Entertainment
Should Superhero Movies be Funny, or Serious?
Well apparently Warner Bros. hates laughter. At least, that's the rumor according to Hitfix's Drew McWeeny, who wrote Tuesday about the possibility that Warner Bros. is instituting a "no jokes" policy on their DC superhero movies. If these rumors turn out to be true, it's probably the key to Warner Bros.' downfall in the battle against Marvel.
The thing about these whisperings is that, as The Mary Sue's Jill Pantozzi points out, they sound like very rumory rumors — but they also sound completely plausible if you've seen a Warner Bros. superhero movie in the past couple of years. Warner Bros.' DC is definitely the "grittier" of the superhero brands these days, reaching back to Christopher Nolan's very well-received Batman movies and exhibiting itself more recently in Man Of Steel. As McWeeny points out, the notable sore thumb in that stretch of Warner Bros.' superhero material is Green Lantern, which was "resolutely unafraid to make jokes" and whose complete critic and audience-panned reception seems like it might be the thing that scared the studio away from humor entirely.
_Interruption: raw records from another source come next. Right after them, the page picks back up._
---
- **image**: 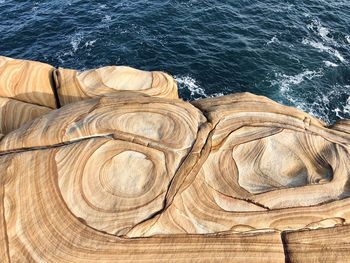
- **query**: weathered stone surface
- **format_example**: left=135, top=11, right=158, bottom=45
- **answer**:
left=283, top=224, right=350, bottom=263
left=0, top=56, right=56, bottom=108
left=127, top=93, right=350, bottom=237
left=0, top=57, right=350, bottom=262
left=0, top=97, right=51, bottom=134
left=54, top=66, right=178, bottom=105
left=0, top=55, right=178, bottom=135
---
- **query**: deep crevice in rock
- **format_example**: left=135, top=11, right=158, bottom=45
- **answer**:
left=281, top=231, right=291, bottom=263
left=51, top=68, right=61, bottom=109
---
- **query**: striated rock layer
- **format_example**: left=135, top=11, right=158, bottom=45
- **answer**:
left=0, top=55, right=349, bottom=262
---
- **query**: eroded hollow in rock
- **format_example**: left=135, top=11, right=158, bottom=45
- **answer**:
left=1, top=56, right=350, bottom=262
left=233, top=129, right=335, bottom=194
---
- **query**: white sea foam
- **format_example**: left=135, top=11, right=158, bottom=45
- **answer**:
left=272, top=69, right=330, bottom=122
left=344, top=96, right=350, bottom=115
left=102, top=15, right=112, bottom=22
left=208, top=92, right=224, bottom=98
left=174, top=75, right=224, bottom=100
left=346, top=35, right=350, bottom=44
left=329, top=86, right=350, bottom=120
left=302, top=85, right=350, bottom=122
left=267, top=36, right=279, bottom=45
left=273, top=69, right=323, bottom=93
left=306, top=19, right=337, bottom=45
left=290, top=97, right=332, bottom=123
left=332, top=108, right=343, bottom=118
left=318, top=27, right=329, bottom=40
left=32, top=2, right=40, bottom=11
left=304, top=19, right=347, bottom=65
left=69, top=32, right=98, bottom=52
left=70, top=33, right=84, bottom=52
left=331, top=94, right=350, bottom=120
left=302, top=38, right=345, bottom=62
left=175, top=75, right=207, bottom=98
left=284, top=96, right=327, bottom=122
left=84, top=39, right=97, bottom=47
left=323, top=60, right=338, bottom=67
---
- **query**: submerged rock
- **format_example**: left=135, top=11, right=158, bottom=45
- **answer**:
left=0, top=55, right=349, bottom=262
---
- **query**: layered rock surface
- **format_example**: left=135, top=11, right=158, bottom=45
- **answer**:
left=0, top=56, right=349, bottom=262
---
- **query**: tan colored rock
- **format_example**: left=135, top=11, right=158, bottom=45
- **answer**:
left=283, top=224, right=350, bottom=262
left=0, top=92, right=206, bottom=239
left=1, top=58, right=350, bottom=262
left=0, top=97, right=51, bottom=134
left=0, top=92, right=204, bottom=151
left=54, top=66, right=178, bottom=105
left=0, top=56, right=57, bottom=108
left=0, top=155, right=284, bottom=263
left=0, top=56, right=178, bottom=135
left=127, top=93, right=350, bottom=237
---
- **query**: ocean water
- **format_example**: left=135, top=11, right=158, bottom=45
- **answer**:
left=0, top=0, right=349, bottom=124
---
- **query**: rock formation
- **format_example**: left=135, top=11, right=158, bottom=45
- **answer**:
left=54, top=65, right=178, bottom=106
left=0, top=56, right=349, bottom=262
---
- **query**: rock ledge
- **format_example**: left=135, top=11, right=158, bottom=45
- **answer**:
left=0, top=56, right=349, bottom=263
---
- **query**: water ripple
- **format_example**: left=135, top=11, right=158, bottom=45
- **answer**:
left=0, top=0, right=349, bottom=123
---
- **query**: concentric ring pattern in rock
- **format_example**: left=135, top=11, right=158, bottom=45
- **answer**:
left=0, top=92, right=206, bottom=239
left=0, top=56, right=55, bottom=134
left=127, top=93, right=350, bottom=237
left=0, top=56, right=179, bottom=135
left=0, top=56, right=56, bottom=108
left=54, top=65, right=178, bottom=106
left=1, top=56, right=350, bottom=262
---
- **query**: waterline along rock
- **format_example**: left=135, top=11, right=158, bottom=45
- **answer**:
left=0, top=55, right=349, bottom=262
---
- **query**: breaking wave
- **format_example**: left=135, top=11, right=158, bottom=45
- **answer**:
left=175, top=75, right=207, bottom=99
left=272, top=69, right=350, bottom=124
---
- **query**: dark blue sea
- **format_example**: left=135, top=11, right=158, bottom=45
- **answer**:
left=1, top=0, right=349, bottom=123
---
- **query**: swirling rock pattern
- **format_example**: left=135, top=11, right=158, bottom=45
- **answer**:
left=0, top=56, right=178, bottom=135
left=54, top=66, right=178, bottom=106
left=0, top=56, right=56, bottom=108
left=0, top=57, right=350, bottom=262
left=0, top=97, right=51, bottom=134
left=126, top=94, right=350, bottom=239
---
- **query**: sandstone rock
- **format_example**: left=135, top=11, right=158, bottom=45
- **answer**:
left=0, top=56, right=56, bottom=108
left=0, top=97, right=51, bottom=134
left=127, top=93, right=350, bottom=237
left=0, top=57, right=350, bottom=262
left=283, top=224, right=350, bottom=262
left=54, top=66, right=178, bottom=105
left=0, top=56, right=178, bottom=135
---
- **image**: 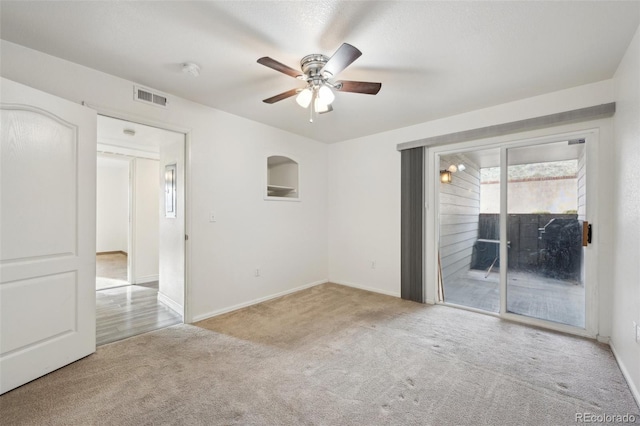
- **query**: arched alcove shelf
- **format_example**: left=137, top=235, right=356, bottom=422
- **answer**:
left=266, top=155, right=299, bottom=200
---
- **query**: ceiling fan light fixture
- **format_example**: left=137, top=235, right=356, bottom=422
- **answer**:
left=296, top=87, right=313, bottom=108
left=314, top=97, right=330, bottom=113
left=318, top=85, right=335, bottom=105
left=258, top=43, right=381, bottom=121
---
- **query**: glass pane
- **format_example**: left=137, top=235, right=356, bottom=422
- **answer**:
left=506, top=140, right=585, bottom=327
left=439, top=149, right=500, bottom=312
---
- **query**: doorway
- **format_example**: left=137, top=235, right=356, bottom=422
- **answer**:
left=432, top=131, right=595, bottom=335
left=95, top=115, right=186, bottom=345
left=96, top=154, right=130, bottom=290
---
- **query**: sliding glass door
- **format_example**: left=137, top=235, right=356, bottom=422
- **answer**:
left=506, top=140, right=586, bottom=328
left=436, top=134, right=590, bottom=332
left=438, top=148, right=501, bottom=313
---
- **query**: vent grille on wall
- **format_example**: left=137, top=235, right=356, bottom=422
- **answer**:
left=133, top=85, right=168, bottom=108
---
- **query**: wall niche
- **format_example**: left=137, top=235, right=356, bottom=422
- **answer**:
left=266, top=155, right=299, bottom=200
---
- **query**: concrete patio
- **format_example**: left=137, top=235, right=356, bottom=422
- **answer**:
left=443, top=268, right=585, bottom=328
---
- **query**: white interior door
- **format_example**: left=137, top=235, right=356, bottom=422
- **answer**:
left=0, top=78, right=97, bottom=394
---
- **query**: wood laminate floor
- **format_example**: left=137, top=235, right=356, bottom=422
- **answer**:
left=96, top=284, right=182, bottom=346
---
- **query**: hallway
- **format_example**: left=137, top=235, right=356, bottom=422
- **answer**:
left=96, top=253, right=181, bottom=346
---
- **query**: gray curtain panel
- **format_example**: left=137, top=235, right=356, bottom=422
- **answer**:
left=401, top=147, right=424, bottom=303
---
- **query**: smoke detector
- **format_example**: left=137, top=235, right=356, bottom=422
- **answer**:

But as Catwoman is not a reason for studios to put an unofficial moratorium on female superhero movies for the decade following it — seriously, it's been a decade — Green Lantern is not a reason to ban jokes from your superhero movies.
If this rumor about Warner Bros. is true — and there's a possibility it isn't, but it just feels true, you know? — this doesn't exactly seem like the studio's finest idea. Ill-advised is the word I'd use to describe it, if not just dumb. Grizzled heroes can be great in moderation (see the aforementioned Nolan Batmans) but one of the major reasons people go to superhero movies to have fun.
Warner Bros. is in the unenviable position of being compared to Marvel at every turn, but that's for good reason. Just look what Marvel did this past year: Captain America: The Winter Soldier was one of the more grizzled Marvel movies, for sure, and it was critically well-received — but they didn't follow it up with something else gritty, they followed it up with Guardians Of the Galaxy. You can have your Serious Heroes, but you've gotta have your levity, too. Time has proven that balance is the name of the game when it comes to this era of superhero saturation and Marvel bought itself some with Guardians, but many are already side-eyeing the preemptively frowny Batman V Superman: Dawn Of Justice.
Laughter can't save everything, though: Andrew Garfield and Emma Stone are genuinely charming and genuinely good at their funny banter in the Amazing Spider-Man movies, but repetition has already tired audiences out with solo Spider-Man movies. But mix levity with emotional (or political!) darkness and you can get Iron Man, you can get the more recent X-Men "prequels," you can get Avengers, you can get Guardians. And an Iron Man 3 can buy you some time for a darker Captain America 2.
What Warner Bros. needs to realize, whether the "no jokes" is an official mandate or just a rumor based in public perception, is that what has brought us into this era of fans embracing superhero movies so thoroughly isn't sad men in Spandex, or tragic backstories of dead relatives. Marvel's brand has often been one that mixes big corporate box office strategy with the visions of "auteur"y filmmakers like Joss Whedon or James Gunn — it's what made Edgar Wright jumping ship from Ant-Man such a big deal, and it's also what got people back on the bandwagon once Guardians premiered. Nolan's version of Batman didn't succeed because Batman was sad and didn't know how to crack a joke, it succeeded because of Christopher Nolan. Similarly, Green Lantern didn't fail because it tried to tell jokes.
The key here, it would seem, would be in writing better jokes in the first place.